To run this in Prolog, I typed the following code into the interpreter(after loading the source file containing the above code):

?- chestnut(N).
N = 3816547290 ;
false.

The following code shows that

3816547290 is an answer to the problem, the false shows that it is the only answer to the problem. Although it worked perfectly well without

bugs(the first time, which is rather surprising), it was rather slow(taking roughly 20 seconds on my machine) due to having to check every permutation rather than being able to rule out large groups of numbers from their initial few digits(most of which will be invalid).

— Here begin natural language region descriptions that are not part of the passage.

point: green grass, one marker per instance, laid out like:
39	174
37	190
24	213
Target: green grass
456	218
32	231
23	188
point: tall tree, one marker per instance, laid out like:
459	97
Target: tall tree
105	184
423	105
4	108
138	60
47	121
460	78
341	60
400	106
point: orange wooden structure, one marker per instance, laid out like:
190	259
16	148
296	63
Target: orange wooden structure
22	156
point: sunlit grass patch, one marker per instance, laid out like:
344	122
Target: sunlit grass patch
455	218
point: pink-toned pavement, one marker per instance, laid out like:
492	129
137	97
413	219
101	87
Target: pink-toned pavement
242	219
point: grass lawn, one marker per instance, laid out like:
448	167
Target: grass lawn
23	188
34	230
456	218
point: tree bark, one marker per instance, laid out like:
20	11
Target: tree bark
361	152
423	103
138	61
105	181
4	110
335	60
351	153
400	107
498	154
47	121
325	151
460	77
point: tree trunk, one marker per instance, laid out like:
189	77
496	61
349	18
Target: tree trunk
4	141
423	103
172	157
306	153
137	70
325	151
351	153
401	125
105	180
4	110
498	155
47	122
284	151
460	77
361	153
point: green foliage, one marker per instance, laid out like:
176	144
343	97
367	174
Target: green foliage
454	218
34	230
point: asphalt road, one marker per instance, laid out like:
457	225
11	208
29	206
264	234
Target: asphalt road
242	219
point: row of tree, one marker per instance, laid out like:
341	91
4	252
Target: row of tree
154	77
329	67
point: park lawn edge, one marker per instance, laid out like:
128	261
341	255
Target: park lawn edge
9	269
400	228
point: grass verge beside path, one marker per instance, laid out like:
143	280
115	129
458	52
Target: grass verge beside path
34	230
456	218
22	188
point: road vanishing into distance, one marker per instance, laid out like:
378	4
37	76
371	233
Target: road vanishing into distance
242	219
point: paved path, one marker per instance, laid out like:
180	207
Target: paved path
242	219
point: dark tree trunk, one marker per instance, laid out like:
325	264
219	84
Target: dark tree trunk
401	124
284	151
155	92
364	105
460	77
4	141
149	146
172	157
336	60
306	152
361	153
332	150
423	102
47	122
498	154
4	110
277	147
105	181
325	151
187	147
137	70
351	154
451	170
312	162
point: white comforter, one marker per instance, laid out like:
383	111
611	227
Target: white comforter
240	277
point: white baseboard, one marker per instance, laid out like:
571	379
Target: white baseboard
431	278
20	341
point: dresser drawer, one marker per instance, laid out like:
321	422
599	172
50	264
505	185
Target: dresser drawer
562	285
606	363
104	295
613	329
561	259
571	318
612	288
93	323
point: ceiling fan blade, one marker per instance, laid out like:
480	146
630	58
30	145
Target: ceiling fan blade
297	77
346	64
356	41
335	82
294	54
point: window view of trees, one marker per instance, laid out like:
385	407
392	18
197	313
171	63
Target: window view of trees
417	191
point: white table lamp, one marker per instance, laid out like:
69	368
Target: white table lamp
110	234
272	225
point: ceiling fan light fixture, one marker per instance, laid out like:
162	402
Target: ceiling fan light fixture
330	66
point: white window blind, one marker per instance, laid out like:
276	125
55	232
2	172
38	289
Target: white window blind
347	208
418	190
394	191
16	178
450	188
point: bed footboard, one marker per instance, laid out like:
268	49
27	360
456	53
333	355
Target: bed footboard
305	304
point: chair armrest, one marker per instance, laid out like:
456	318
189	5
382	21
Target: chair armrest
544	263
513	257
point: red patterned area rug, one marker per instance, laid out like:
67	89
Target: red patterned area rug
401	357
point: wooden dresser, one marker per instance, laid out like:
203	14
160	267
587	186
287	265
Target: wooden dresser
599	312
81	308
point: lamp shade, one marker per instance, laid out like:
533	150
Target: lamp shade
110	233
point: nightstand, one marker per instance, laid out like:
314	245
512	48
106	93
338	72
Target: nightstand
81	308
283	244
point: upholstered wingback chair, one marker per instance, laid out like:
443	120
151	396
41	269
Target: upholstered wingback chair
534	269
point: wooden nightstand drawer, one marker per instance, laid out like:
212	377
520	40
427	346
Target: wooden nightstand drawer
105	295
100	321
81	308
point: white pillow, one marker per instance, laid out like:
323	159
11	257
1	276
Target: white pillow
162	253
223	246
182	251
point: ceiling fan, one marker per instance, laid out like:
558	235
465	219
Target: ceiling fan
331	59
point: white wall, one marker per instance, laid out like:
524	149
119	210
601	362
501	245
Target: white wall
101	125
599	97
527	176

For this, instead of using the built-in

permutation method, we create an

accumulator which collects the first few digits of each permutation and allows us to check them for satisfaction of each part of the requirement as soon as possible.

pandivisible([],Out,Out,_).
pandivisible(In,Out,Acc,N) :-
select(Digit,In,Remaining),
NewAcc is Acc*10+Digit,
NewN is N + 1,
NewAcc mod NewN =:= 0,
pandivisible(Remaining,Out,NewAcc,NewN).
chestnut(N) :- pandivisible([0,1,2,3,4,5,6,7,8,9],N,0,0).

This code is roughly as concise, and with a basic understanding of how Prolog does things, can be easily understood; first, the pandivisible code

nondeterministically selects a digit of the input array(by splitting it into two arrays of which number two cannot be empty, taking the first element away from the second array, and pasting the two arrays back together, with the selected element removed), appends it to the end of the accumulator in decimal, checks to see if it is divisible by its new length(and if not, it fails and causes the code to

backtrack), and then, finally, recursively calls itself at the end of the code with the remaining digits.

This code gives the exact same results as the previous code, but immediately rather than in a relatively long period of time, as the algorithm only has to check a small subset of the permutations; I have not done any rigorous mathematics, but based on the reasonable assumption that roughly 1/k of the k-digit numbers checked by the algorithm are divisible by k, each stage checks a number of numbers roughly equal to a binomial coefficient, and adding these up produces the exponential value 2^{b}, a number that might seem large, but it is small in comparison to the b! that the first algorithm requires.